Luigi di Maio, Italy’s Deputy Prime Minister and leader of the anti-establishment 5-Star Movement hailed the “winds of change across the Alps” yesterday on Twitter after meeting with Yellow Vest activists Cristophe Chalencon and Ingrid Levavasseur.
In a statement on the decision, France’s foreign ministry accused Italian officials of making “outrageous statements” and “repeated, baseless attacks” for months.
The statement said the attacks were without precedent since World War 2.
“Having disagreements is one thing, but manipulating the relationship for electoral aims is another,” it said.
“All of these actions are creating a serious situation which is raising questions about the Italian government’s intentions towards France,” it added, making clear that Paris is increasingly worried by Di Maio and Salvini’s vocal support for the protest movement and its possible ramifications.

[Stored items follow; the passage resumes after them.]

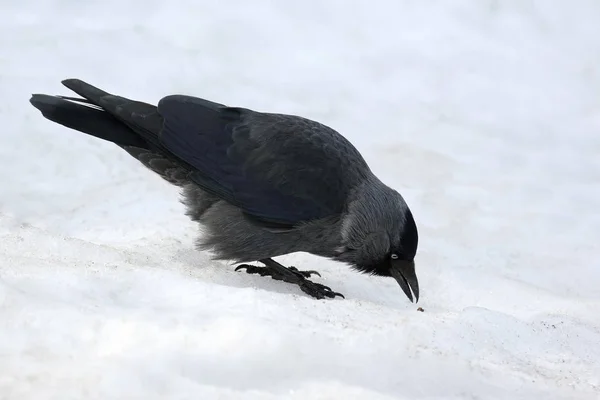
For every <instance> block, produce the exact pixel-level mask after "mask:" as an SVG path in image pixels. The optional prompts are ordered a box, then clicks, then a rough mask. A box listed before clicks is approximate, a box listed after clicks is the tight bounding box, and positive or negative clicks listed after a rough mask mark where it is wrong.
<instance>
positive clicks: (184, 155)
mask: <svg viewBox="0 0 600 400" xmlns="http://www.w3.org/2000/svg"><path fill="white" fill-rule="evenodd" d="M62 83H63V85H64V86H66V87H67V88H69V89H70V90H72V91H73V92H75V93H76V94H78V95H79V96H81V98H79V97H69V96H50V95H45V94H33V95H32V97H31V99H30V102H31V104H32V105H33V106H34V107H36V108H37V109H38V110H40V111H41V113H42V114H43V116H44V117H45V118H47V119H49V120H51V121H54V122H56V123H58V124H61V125H63V126H66V127H68V128H71V129H74V130H77V131H80V132H83V133H86V134H88V135H92V136H95V137H97V138H100V139H104V140H107V141H109V142H112V143H114V144H116V145H117V146H119V147H121V148H122V149H123V150H125V151H126V152H128V153H129V154H130V155H132V156H133V157H135V158H136V159H137V160H139V161H140V162H141V163H142V164H143V165H145V166H146V167H147V168H149V169H150V170H152V171H154V172H156V173H157V174H158V175H160V176H161V177H162V178H163V179H165V180H167V181H168V182H170V183H172V184H174V185H177V186H179V187H181V188H182V202H183V203H184V204H185V205H186V207H187V211H186V214H187V215H188V216H189V217H190V218H191V219H192V220H193V221H196V222H198V223H199V224H200V225H201V227H202V228H203V229H202V231H203V234H202V235H201V237H200V238H199V239H198V242H197V246H198V249H201V250H210V251H212V252H213V254H214V258H215V259H219V260H228V261H233V262H234V263H236V264H239V263H247V262H260V263H261V264H262V265H264V266H256V265H249V264H241V265H239V266H238V267H237V268H236V271H237V270H240V269H245V270H246V272H247V273H250V274H259V275H262V276H270V277H272V278H273V279H276V280H282V281H285V282H289V283H292V284H296V285H298V286H299V287H300V288H301V290H302V291H304V292H305V293H307V294H308V295H310V296H313V297H315V298H318V299H322V298H326V297H328V298H334V297H335V296H341V297H343V295H341V294H340V293H336V292H334V291H332V290H331V289H330V288H329V287H327V286H325V285H322V284H319V283H316V282H312V281H311V280H310V279H309V278H310V277H311V275H312V274H317V275H318V276H320V274H319V273H318V272H316V271H313V270H311V271H300V270H298V269H297V268H295V267H289V268H288V267H285V266H283V265H281V264H279V263H278V262H276V261H274V260H273V257H277V256H281V255H284V254H288V253H294V252H307V253H310V254H314V255H317V256H321V257H325V258H329V259H333V260H336V261H340V262H343V263H345V264H348V265H349V266H351V267H352V268H353V269H354V270H356V271H359V272H362V273H368V274H372V275H378V276H385V277H393V278H394V279H395V280H396V281H397V282H398V284H399V285H400V287H401V288H402V290H403V291H404V293H405V294H406V296H407V297H408V298H409V299H410V301H411V302H412V301H413V294H414V297H415V301H418V299H419V283H418V280H417V276H416V273H415V263H414V258H415V254H416V251H417V245H418V233H417V226H416V224H415V221H414V219H413V215H412V213H411V211H410V209H409V207H408V206H407V204H406V202H405V201H404V199H403V198H402V196H401V195H400V194H399V193H398V192H397V191H395V190H393V189H391V188H389V187H388V186H386V185H385V184H384V183H382V182H381V181H380V180H379V179H378V178H377V177H376V176H375V175H374V174H373V172H372V171H371V170H370V168H369V167H368V165H367V163H366V162H365V160H364V159H363V157H362V156H361V154H360V153H359V152H358V150H357V149H356V148H355V147H354V146H353V145H352V144H351V143H350V142H349V141H348V140H347V139H346V138H344V137H343V136H342V135H340V134H339V133H338V132H336V131H335V130H333V129H332V128H330V127H328V126H325V125H323V124H320V123H318V122H315V121H312V120H309V119H306V118H302V117H299V116H294V115H286V114H275V113H263V112H257V111H253V110H250V109H247V108H241V107H229V106H226V105H223V104H218V103H214V102H212V101H209V100H205V99H201V98H197V97H191V96H187V95H169V96H166V97H163V98H162V99H161V100H160V101H159V102H158V106H154V105H151V104H147V103H143V102H139V101H134V100H130V99H127V98H124V97H120V96H116V95H112V94H110V93H107V92H105V91H103V90H100V89H98V88H96V87H94V86H92V85H90V84H88V83H86V82H83V81H81V80H78V79H67V80H64V81H62ZM411 289H412V293H411Z"/></svg>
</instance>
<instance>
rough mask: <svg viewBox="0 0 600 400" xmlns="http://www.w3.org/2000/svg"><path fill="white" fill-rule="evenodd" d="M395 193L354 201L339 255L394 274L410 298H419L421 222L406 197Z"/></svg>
mask: <svg viewBox="0 0 600 400" xmlns="http://www.w3.org/2000/svg"><path fill="white" fill-rule="evenodd" d="M394 193H395V196H381V197H378V198H377V199H371V200H376V201H369V202H364V201H359V202H354V203H353V204H351V206H350V209H349V212H348V214H347V215H346V217H345V218H344V219H343V221H342V227H341V231H342V241H343V245H342V246H341V247H340V248H339V249H338V252H337V256H336V258H337V259H338V260H340V261H345V262H347V263H349V264H350V265H351V266H352V267H353V268H355V269H356V270H358V271H360V272H363V273H368V274H373V275H378V276H389V277H393V278H394V279H395V280H396V281H397V282H398V284H399V285H400V288H401V289H402V291H403V292H404V293H405V294H406V296H407V297H408V298H409V300H410V301H411V302H412V301H413V295H414V300H415V301H416V302H418V301H419V281H418V279H417V275H416V272H415V261H414V259H415V255H416V253H417V247H418V243H419V235H418V231H417V225H416V223H415V220H414V218H413V215H412V212H411V211H410V209H409V208H408V206H407V205H406V203H405V202H404V200H403V199H402V197H401V196H400V195H399V194H397V193H396V192H394ZM363 200H364V199H363ZM411 290H412V293H411Z"/></svg>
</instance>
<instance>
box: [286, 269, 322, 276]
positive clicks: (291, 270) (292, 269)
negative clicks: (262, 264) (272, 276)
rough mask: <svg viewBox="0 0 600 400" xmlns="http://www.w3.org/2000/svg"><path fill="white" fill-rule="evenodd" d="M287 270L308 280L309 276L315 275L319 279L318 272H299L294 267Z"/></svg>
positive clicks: (319, 275)
mask: <svg viewBox="0 0 600 400" xmlns="http://www.w3.org/2000/svg"><path fill="white" fill-rule="evenodd" d="M288 269H289V270H290V271H294V272H297V273H299V274H300V275H302V276H303V277H305V278H310V276H311V275H317V276H318V277H319V278H321V274H320V273H319V272H318V271H315V270H310V271H300V270H299V269H298V268H296V267H288Z"/></svg>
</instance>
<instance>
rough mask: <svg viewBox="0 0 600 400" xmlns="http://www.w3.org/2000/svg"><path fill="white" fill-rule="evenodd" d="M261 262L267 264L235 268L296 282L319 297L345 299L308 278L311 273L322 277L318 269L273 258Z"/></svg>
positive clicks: (294, 283) (318, 297) (333, 291)
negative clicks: (282, 260)
mask: <svg viewBox="0 0 600 400" xmlns="http://www.w3.org/2000/svg"><path fill="white" fill-rule="evenodd" d="M260 262H262V263H263V264H265V266H264V267H258V266H256V265H250V264H241V265H238V266H237V267H236V268H235V270H236V271H239V270H241V269H245V270H246V273H248V274H258V275H260V276H270V277H271V278H272V279H275V280H277V281H284V282H288V283H293V284H296V285H298V286H300V289H301V290H302V291H303V292H304V293H306V294H308V295H309V296H311V297H314V298H317V299H324V298H326V297H328V298H335V297H336V296H340V297H341V298H343V299H345V297H344V295H343V294H341V293H337V292H334V291H333V290H331V288H330V287H329V286H325V285H322V284H320V283H316V282H312V281H310V280H308V278H310V277H311V275H317V276H319V277H320V276H321V274H320V273H318V272H317V271H314V270H310V271H300V270H298V268H296V267H284V266H283V265H281V264H279V263H277V262H275V261H273V260H271V259H265V260H260Z"/></svg>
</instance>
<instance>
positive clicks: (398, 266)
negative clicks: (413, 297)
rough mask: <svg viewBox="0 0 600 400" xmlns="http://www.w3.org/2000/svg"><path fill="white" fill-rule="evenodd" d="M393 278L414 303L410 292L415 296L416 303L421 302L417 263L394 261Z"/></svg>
mask: <svg viewBox="0 0 600 400" xmlns="http://www.w3.org/2000/svg"><path fill="white" fill-rule="evenodd" d="M391 269H392V276H393V277H394V279H396V281H397V282H398V284H399V285H400V287H401V288H402V291H403V292H404V293H405V294H406V297H408V298H409V300H410V301H411V302H412V301H413V295H412V294H411V292H410V290H411V289H412V292H413V293H414V294H415V303H418V302H419V281H418V280H417V274H416V273H415V262H414V261H406V260H392V266H391Z"/></svg>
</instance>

A diplomatic feud has been bubbling between Paris and Rome over repeated expressions of support for the protests coming from top Italian officials. Di Maio’s co-deputy PM Matteo Salvini said this week that French people “will be able to free themselves from a terrible president” in May after European parliamentary elections take place.

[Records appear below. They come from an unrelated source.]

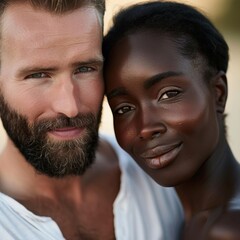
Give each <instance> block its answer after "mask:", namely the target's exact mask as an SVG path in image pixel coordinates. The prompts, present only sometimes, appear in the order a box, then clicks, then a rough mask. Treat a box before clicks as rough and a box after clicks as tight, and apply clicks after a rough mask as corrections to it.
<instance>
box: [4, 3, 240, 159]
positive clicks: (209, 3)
mask: <svg viewBox="0 0 240 240" xmlns="http://www.w3.org/2000/svg"><path fill="white" fill-rule="evenodd" d="M136 2H141V0H118V1H117V0H106V7H107V11H106V15H105V32H106V31H107V29H108V27H109V26H110V25H111V16H112V14H113V13H116V12H117V11H118V10H119V9H120V8H121V7H122V6H125V5H128V4H131V3H136ZM179 2H185V3H189V4H191V5H193V6H196V7H198V8H199V9H200V10H201V11H203V12H204V13H205V14H206V15H208V16H209V18H210V19H211V20H212V21H213V22H214V23H215V21H217V19H218V18H220V17H221V16H222V15H224V13H225V12H226V11H227V10H228V9H229V7H230V2H231V1H230V0H201V1H199V0H188V1H179ZM239 12H240V9H239ZM220 29H221V28H220ZM222 33H223V35H224V37H225V39H226V40H227V42H228V44H229V47H230V64H229V71H228V83H229V97H228V102H227V109H226V113H227V114H228V118H227V125H228V139H229V142H230V145H231V146H232V149H233V152H234V154H235V156H236V157H237V158H238V160H240V147H239V144H238V136H239V134H240V124H239V123H240V105H239V103H240V93H239V90H240V74H239V71H238V70H239V62H240V36H239V35H237V34H235V33H232V32H230V31H226V29H225V30H224V32H223V31H222ZM13 94H14V93H13ZM100 130H101V132H105V133H111V134H113V127H112V117H111V113H110V110H109V108H108V105H107V103H106V102H105V103H104V111H103V118H102V124H101V128H100ZM5 141H6V135H5V132H4V130H3V129H2V127H1V123H0V150H1V149H2V147H3V146H4V144H5Z"/></svg>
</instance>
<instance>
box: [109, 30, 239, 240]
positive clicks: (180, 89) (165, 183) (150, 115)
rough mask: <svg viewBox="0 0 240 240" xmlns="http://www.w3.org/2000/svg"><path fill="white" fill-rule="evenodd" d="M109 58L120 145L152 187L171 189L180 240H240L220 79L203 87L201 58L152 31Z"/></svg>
mask: <svg viewBox="0 0 240 240" xmlns="http://www.w3.org/2000/svg"><path fill="white" fill-rule="evenodd" d="M109 59H111V61H109V62H108V64H107V65H106V74H105V81H106V93H107V96H108V101H109V104H110V107H111V109H112V112H113V117H114V127H115V133H116V137H117V140H118V142H119V144H120V145H121V146H122V148H123V149H125V150H126V151H127V152H128V153H129V154H130V155H131V156H132V157H133V158H134V159H135V161H136V162H137V163H138V164H139V166H140V167H141V168H142V169H143V170H144V171H145V172H146V173H148V174H149V175H150V176H151V177H152V178H153V179H154V180H155V181H156V182H157V183H159V184H160V185H163V186H175V188H176V191H177V193H178V195H179V197H180V200H181V202H182V205H183V207H184V211H185V219H186V222H185V223H186V224H185V228H184V230H183V235H182V238H183V239H239V236H240V230H239V229H240V221H239V219H240V213H239V211H237V210H233V209H231V206H230V205H229V203H230V201H231V199H232V198H233V197H234V196H236V195H240V188H239V186H240V177H239V176H240V174H239V173H240V168H239V164H238V162H237V161H236V159H235V158H234V156H233V154H232V152H231V149H230V147H229V145H228V143H227V140H226V137H225V134H224V126H223V113H224V109H225V103H226V99H227V83H226V76H225V73H224V72H221V71H220V72H218V71H215V72H214V74H212V77H211V79H208V82H206V80H205V79H204V78H203V76H204V74H203V73H204V70H205V68H206V66H205V65H204V59H203V58H202V57H201V56H199V57H198V59H195V61H194V62H193V61H192V60H190V59H187V58H186V57H184V56H182V55H181V54H180V53H179V50H178V49H177V47H176V45H175V43H174V42H173V41H172V39H171V38H170V37H169V36H166V35H165V36H164V35H160V34H158V33H154V32H152V31H146V32H136V33H132V34H131V35H128V36H126V37H124V38H122V39H121V40H120V41H119V42H117V43H116V44H115V45H114V46H113V48H112V50H111V52H110V56H109ZM219 236H221V237H219ZM229 236H230V237H229Z"/></svg>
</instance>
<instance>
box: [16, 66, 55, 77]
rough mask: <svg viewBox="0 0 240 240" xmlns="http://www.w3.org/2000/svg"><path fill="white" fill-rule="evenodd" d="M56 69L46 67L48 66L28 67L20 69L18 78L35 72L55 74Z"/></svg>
mask: <svg viewBox="0 0 240 240" xmlns="http://www.w3.org/2000/svg"><path fill="white" fill-rule="evenodd" d="M56 70H57V68H56V67H46V66H27V67H22V68H20V69H18V71H17V73H16V76H17V77H22V76H25V75H28V74H31V73H35V72H54V71H56Z"/></svg>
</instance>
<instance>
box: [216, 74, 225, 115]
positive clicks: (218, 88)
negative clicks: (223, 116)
mask: <svg viewBox="0 0 240 240" xmlns="http://www.w3.org/2000/svg"><path fill="white" fill-rule="evenodd" d="M213 85H214V92H215V101H216V109H217V112H218V113H224V111H225V105H226V102H227V96H228V86H227V76H226V74H225V72H223V71H220V72H218V73H217V75H216V76H215V77H214V82H213Z"/></svg>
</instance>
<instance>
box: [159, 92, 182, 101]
mask: <svg viewBox="0 0 240 240" xmlns="http://www.w3.org/2000/svg"><path fill="white" fill-rule="evenodd" d="M179 93H180V91H178V90H169V91H167V92H165V93H164V94H162V95H161V96H160V98H159V100H165V99H169V98H172V97H175V96H177V95H178V94H179Z"/></svg>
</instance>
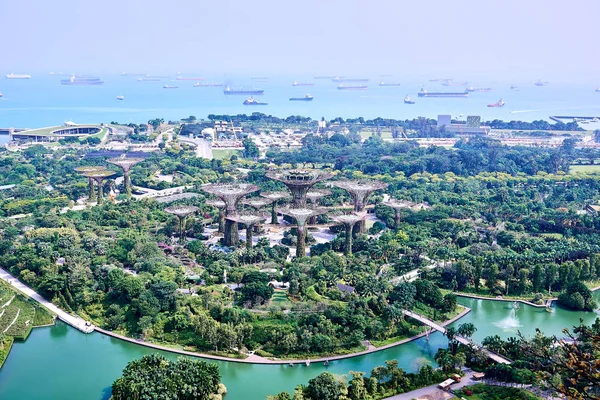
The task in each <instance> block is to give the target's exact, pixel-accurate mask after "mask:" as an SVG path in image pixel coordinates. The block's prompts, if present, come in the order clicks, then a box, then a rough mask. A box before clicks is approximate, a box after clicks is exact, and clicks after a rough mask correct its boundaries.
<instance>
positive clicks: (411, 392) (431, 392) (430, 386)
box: [385, 371, 476, 400]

Chalencon and Levavasseur are themselves planning to run in those elections, according to French media reports.
Responding to the decision to recall the ambassador, Salvini struck a more diplomatic tone, saying he would be happy to meet with Macron to discuss recent tensions and that Italy does not want to fall out with France.
He added, however, that France must stop sending migrants back into Italy and must stop carrying out long security checks which block traffic at the border.